Renaming files in linux with a regex

Solution 1:

I used to write perl scripts to do this, until I discovered the rename command.

It accepts a perl regex to do the rename:

for this, I just typed two commands:

rename 's/(\w+)-(\w+)-(\d\d)-(\d{4})-NODATA.txt\$1.$4$3$2.log$//' *
rename 'y/A-Z/a-z/' *.log

For some distros though, rename doesn't have this functionality (see its man page), and you may have to install perl-rename or prename.

Solution 2:

mmv is a standard linux utility to move/rename multiple files. It is available from the repos for most distributions. For your example above, you could do:

mmv '*-Log-*-*-*-NODATA.txt' '#l1.#4#3#2.log'

For more information, read this debaday article or the man page.

Solution 3:

Since i don't have a rename command, i am relying on this:

for myfile in /my/folder/*; do
    target=$(echo $myfile|sed -e 's/foo/bar/g')
    mv "$myfile" "$target"

Solution 4:

rename util is not very "standard". Each distro ships with a different rename tool. For instance, here on Gentoo, rename is from sys-apps/util-linux package and does not support regex.

Hamish Downer suggested mmv, it seems useful, specially for use inside scripts.
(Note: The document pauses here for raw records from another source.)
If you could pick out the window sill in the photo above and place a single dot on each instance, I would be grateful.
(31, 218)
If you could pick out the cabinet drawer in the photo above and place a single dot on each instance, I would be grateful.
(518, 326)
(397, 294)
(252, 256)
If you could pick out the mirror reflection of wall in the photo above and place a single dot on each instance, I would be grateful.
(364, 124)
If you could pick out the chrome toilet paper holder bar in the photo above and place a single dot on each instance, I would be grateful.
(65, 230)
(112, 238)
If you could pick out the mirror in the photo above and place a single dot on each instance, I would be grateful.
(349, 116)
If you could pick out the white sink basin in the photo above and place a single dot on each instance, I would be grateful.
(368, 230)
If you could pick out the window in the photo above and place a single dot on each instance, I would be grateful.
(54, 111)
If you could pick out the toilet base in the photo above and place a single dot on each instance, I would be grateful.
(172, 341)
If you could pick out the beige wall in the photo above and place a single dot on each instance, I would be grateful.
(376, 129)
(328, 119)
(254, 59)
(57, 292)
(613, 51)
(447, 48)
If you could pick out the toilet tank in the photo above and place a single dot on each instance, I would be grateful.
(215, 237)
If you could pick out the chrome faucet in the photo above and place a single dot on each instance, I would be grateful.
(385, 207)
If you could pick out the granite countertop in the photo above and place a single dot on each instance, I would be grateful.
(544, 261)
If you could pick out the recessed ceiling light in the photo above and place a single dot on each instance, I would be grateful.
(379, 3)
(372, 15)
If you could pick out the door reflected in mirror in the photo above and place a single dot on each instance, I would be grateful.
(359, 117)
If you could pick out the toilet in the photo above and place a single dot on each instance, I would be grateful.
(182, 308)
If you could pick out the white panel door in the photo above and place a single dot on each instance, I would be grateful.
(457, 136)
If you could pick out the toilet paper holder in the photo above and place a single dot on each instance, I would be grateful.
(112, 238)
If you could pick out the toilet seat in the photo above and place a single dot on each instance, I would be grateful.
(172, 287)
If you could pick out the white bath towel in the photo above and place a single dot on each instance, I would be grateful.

On the other hand, for the general case, you might want renameutils. It has qmv and qcp commands, which will open a text editor of your choice (my preference: Vim) and allow you to edit the destination filenames there. After saving and closing the editor, qmv/qcp will do all the renaming.

Both mmv and qmv are smart enough to rename files in correct order and also to detect circular renames, and will automatically make a temporary file if needed.